ACQUAINTED WITH THE NIGHT

Excursions Through the World After Dark

by Christopher Dewdney

Pub Date: June 1st, 2004
ISBN: 1-58234-396-9
Publisher: Bloomsbury

A magical tour of night's great landmarks.

It follows every day, but night is still as exotic for most people as the farthest land: now terrifying, now exhilarating, a heightened state. This is what Canadian poet and polymath Dewdney (Last Flesh, not reviewed, etc.) captures so well as he starts at sunset and ends at dawn, drawing a representative and universal night with an hour to each chapter. First come the sunsets, the green flash, the three stages of twilight: civil (time to turn on headlights), nautical (when the first stars appear for navigation), and astronomical (when even the faintest stars come out). With each chapter, as Dewdney so easily slips through the night, he will ask unexpected questions and answer them, too: How big is the night? How wide? What about those cosmologies? Who were Nut and Orion and Cassiopeia? Each passing hour calls to mind a subject he will pursue with digressions. Who make up the night shift of animal workers? How do they see, what is the new role of hearing as darkness falls, and what is bioluminescence anyway? What are some fun night games, and how did the institution of bedtime stories evolve? Later come the night-shift workers, the cops and the ladies of the night, and their constant battle with circadian rhythms. Dewdney is good at explaining the more arcane aspects of sleep and hormonal activity, but then he makes riveting every element he has incorporated.
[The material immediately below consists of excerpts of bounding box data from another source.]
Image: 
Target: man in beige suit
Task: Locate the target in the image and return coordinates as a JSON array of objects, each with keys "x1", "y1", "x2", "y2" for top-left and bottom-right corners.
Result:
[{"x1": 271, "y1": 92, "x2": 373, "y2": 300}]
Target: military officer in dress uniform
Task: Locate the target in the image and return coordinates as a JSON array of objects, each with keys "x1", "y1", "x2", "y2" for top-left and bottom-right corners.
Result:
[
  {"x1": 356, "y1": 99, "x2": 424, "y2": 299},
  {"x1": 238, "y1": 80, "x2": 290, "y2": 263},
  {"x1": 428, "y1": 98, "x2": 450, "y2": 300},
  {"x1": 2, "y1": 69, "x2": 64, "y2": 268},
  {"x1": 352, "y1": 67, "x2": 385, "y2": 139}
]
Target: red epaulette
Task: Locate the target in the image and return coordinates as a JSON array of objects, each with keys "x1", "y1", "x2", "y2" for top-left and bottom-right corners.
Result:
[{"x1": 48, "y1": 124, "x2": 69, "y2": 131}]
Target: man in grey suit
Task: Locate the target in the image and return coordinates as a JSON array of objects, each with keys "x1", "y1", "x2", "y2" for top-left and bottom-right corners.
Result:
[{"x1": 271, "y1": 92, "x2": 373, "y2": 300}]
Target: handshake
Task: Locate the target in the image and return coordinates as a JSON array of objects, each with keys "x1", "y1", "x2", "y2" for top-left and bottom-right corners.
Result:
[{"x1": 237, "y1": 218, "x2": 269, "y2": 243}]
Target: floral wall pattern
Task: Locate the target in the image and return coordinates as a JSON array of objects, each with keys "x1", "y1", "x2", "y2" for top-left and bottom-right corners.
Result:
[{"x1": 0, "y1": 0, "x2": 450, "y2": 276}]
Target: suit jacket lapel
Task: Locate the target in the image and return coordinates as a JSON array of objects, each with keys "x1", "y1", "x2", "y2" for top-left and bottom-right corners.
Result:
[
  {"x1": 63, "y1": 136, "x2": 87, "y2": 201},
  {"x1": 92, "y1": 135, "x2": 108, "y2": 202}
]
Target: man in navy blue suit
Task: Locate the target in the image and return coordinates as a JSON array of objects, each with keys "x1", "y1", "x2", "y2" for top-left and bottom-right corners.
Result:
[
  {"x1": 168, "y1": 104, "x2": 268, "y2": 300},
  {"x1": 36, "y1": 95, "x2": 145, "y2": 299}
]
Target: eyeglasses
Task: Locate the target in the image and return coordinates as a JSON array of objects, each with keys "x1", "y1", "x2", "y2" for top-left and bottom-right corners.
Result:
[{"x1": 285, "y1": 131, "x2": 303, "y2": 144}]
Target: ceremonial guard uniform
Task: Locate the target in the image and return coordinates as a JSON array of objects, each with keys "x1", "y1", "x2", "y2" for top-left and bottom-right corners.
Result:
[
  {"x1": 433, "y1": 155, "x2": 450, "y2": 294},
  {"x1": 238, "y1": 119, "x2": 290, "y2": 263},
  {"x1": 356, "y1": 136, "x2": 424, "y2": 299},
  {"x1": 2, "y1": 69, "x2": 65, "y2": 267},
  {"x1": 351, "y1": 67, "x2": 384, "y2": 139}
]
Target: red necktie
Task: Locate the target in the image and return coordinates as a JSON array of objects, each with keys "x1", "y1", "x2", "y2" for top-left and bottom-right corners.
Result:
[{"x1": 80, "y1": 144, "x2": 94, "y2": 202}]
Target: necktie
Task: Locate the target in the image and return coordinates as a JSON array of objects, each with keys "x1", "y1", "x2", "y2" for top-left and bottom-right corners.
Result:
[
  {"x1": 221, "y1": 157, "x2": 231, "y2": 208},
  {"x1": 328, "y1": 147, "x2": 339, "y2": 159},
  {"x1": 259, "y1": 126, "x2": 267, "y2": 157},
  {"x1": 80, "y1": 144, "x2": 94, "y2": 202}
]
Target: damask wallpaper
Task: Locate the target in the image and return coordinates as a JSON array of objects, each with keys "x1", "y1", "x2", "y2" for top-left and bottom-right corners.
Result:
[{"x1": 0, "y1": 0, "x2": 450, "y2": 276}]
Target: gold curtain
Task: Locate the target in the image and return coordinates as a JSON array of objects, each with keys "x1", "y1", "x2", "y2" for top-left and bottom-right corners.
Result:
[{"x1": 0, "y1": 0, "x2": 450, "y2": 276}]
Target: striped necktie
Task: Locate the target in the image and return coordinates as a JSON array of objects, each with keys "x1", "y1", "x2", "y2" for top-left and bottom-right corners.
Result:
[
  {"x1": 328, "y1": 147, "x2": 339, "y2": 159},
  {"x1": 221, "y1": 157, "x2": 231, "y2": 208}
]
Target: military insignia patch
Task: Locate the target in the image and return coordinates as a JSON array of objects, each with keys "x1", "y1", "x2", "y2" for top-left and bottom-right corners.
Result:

The gothic literary night, engaging and recreational with its blend of fantastic and abstract terror, drifts into the bosom of the night’s night: 3 a.m., when the fossil light of the stars overwhelms the sky and the stargazers, the hour dreaded by insomniacs when we wake to be tormented by our troubles.

Eulogistic and very personal treatment of a world to itself, full of incident and lovely as a Whistler nocturne.